Assises sur un banc, un peu avant le départ de la marche, quatre mères de La Courneuve évoquent, elles aussi, des brutalités policières sur leurs fils. « Ça fait mal au cœur », alternent Dounia et Aïcha en français et en arabe. « Depuis la mort de Wanys, c’est catastrophique : tout le monde est triste », poursuivent-elles.

Les familles de Wanys et Ibrahim ont reçu le soutien du maire de la ville, Gilles Poux. Sans écharpe d’élu, il marche parmi la foule et décline toute prise de parole devant les médias. Dans une allocution diffusée sur les réseaux sociaux, le communiste avait fait allusion à une « jeunesse naturellement traumatisée » par le décès du lycéen, scolarisé en BAC pro commerce dans l’établissement Arthur-Rimbaud de la ville.

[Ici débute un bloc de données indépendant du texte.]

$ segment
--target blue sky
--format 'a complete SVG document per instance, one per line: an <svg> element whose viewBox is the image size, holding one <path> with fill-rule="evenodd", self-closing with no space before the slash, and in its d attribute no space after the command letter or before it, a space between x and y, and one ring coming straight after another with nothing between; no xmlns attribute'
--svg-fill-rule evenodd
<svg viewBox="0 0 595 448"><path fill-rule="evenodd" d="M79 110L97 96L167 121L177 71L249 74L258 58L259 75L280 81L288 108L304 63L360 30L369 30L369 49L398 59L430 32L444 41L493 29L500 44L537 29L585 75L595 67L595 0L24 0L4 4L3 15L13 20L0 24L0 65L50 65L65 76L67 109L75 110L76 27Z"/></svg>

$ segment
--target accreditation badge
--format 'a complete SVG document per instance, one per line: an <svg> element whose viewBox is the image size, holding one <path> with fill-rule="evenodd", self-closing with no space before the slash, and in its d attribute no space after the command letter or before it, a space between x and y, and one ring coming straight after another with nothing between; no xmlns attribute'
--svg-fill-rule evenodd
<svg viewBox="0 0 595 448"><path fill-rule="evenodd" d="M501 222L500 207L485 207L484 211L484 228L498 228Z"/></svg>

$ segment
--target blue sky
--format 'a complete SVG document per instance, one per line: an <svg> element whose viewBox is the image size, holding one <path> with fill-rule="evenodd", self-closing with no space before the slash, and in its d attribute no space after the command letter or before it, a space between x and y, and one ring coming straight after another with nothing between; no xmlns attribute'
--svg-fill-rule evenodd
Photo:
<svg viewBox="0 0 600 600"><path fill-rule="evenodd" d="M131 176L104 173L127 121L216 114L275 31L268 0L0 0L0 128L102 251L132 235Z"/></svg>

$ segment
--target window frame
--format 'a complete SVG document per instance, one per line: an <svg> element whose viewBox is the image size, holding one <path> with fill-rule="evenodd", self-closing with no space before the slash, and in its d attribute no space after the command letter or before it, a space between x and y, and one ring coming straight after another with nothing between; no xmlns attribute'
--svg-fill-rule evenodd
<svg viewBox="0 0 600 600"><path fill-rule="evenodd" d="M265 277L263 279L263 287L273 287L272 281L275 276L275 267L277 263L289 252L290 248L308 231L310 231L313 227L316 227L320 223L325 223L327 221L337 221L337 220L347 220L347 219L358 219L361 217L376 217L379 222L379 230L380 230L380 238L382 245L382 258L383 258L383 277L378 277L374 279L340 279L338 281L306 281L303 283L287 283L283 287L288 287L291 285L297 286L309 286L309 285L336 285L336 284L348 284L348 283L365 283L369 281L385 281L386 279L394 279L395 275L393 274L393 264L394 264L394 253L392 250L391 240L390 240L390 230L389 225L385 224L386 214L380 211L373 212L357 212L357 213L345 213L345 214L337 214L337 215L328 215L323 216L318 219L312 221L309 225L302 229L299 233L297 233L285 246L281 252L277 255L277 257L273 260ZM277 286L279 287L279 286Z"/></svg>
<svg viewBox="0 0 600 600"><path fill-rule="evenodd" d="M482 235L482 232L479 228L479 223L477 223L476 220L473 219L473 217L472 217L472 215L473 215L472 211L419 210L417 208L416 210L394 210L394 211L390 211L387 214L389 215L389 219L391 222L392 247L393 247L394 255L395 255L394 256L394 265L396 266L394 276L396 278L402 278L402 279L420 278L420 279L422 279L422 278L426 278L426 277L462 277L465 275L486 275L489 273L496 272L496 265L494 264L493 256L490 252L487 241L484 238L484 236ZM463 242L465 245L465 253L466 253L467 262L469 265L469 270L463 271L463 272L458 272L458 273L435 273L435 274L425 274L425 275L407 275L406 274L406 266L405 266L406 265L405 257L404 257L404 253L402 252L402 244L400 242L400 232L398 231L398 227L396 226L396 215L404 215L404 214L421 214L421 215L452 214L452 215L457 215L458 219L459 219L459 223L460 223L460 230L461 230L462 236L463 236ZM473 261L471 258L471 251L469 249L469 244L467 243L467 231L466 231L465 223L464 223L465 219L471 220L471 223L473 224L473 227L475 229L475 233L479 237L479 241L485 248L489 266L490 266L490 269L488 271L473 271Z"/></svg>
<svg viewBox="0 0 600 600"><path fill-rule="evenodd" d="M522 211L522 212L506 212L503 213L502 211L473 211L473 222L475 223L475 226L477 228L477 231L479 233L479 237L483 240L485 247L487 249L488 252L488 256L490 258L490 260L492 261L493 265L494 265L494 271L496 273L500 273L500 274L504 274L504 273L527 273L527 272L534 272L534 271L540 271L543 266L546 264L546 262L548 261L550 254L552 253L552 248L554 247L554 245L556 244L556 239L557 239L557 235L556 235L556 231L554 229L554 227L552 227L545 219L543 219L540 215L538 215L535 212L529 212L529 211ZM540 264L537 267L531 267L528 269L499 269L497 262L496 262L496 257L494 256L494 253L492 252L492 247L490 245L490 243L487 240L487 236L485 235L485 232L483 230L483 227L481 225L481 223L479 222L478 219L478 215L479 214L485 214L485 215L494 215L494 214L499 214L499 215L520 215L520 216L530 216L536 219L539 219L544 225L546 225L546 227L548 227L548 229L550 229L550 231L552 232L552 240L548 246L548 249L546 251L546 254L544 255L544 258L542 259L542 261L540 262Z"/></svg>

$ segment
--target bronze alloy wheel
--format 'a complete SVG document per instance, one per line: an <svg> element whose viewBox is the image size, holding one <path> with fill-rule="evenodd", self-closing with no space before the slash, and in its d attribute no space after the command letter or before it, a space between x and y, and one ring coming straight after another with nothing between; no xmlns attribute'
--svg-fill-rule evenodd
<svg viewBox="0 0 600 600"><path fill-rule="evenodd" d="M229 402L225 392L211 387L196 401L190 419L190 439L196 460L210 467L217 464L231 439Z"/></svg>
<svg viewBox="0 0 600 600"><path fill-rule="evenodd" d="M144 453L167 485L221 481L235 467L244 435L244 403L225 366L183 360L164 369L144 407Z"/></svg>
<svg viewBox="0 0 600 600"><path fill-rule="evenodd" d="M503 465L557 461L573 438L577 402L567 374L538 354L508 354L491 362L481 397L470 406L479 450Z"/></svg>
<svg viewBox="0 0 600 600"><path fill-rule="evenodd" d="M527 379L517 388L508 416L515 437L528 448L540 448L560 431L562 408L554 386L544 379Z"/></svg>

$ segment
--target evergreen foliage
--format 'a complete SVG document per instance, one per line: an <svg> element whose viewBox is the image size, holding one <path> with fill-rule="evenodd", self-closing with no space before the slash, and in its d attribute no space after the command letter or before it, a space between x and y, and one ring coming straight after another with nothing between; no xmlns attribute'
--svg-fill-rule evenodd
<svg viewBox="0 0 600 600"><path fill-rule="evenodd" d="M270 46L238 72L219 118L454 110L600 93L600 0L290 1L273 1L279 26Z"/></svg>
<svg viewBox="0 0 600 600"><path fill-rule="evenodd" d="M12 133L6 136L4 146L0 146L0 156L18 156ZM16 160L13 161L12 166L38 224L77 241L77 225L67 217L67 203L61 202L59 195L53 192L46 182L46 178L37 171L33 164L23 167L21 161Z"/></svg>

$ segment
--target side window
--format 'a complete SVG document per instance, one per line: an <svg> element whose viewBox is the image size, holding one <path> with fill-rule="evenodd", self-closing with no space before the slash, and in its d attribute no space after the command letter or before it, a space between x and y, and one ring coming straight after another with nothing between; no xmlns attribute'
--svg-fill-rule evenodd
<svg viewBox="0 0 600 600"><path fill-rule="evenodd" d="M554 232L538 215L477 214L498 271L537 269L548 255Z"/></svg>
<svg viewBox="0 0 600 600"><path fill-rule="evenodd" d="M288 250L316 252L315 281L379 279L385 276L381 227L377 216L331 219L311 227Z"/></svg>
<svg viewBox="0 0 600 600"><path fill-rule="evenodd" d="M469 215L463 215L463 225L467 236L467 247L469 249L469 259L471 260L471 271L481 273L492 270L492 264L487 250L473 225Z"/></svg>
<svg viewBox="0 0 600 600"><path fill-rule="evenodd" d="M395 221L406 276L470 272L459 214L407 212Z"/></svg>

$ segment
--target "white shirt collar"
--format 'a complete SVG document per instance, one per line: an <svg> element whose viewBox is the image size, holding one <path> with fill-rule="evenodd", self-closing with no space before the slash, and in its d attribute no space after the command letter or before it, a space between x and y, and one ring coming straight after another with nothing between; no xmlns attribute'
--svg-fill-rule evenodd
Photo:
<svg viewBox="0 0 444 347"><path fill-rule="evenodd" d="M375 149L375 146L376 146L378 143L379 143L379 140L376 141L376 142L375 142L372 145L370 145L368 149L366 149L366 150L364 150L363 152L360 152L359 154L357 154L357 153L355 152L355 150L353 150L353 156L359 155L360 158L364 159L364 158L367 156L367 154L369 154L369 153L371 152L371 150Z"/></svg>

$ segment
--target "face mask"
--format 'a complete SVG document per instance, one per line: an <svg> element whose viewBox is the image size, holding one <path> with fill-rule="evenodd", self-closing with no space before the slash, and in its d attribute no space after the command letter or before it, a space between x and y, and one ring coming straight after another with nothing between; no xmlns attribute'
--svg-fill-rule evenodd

Encadré sur leur temps libre par des éducateurs et médiateurs de La Courneuve, le cortège hue des policiers au croisement d’une rue. Une présence qui met mal à l’aise Salima, mère d’un adolescent ancien camarade de classe de Wanys. « D’un côté, je ne veux pas que ce qui s’est passé après Nahel se reproduise, car ce sont toujours les pauvres qui en pâtissent », explique-t-elle. De l’autre, elle confesse avoir peur quand son fils sort le soir. « Maintenant, il est en internat dans le 78. Ça me rassure de le savoir là-bas plutôt qu’ici », souffle-t-elle.

Deux heures après son départ, la marche arrive dans la ville voisine d’Aubervilliers, sur les lieux du drame, entre un centre médical et une tour d’habitation rosie par la lumière du coucher de soleil. Les premiers soutiens commencent à partir.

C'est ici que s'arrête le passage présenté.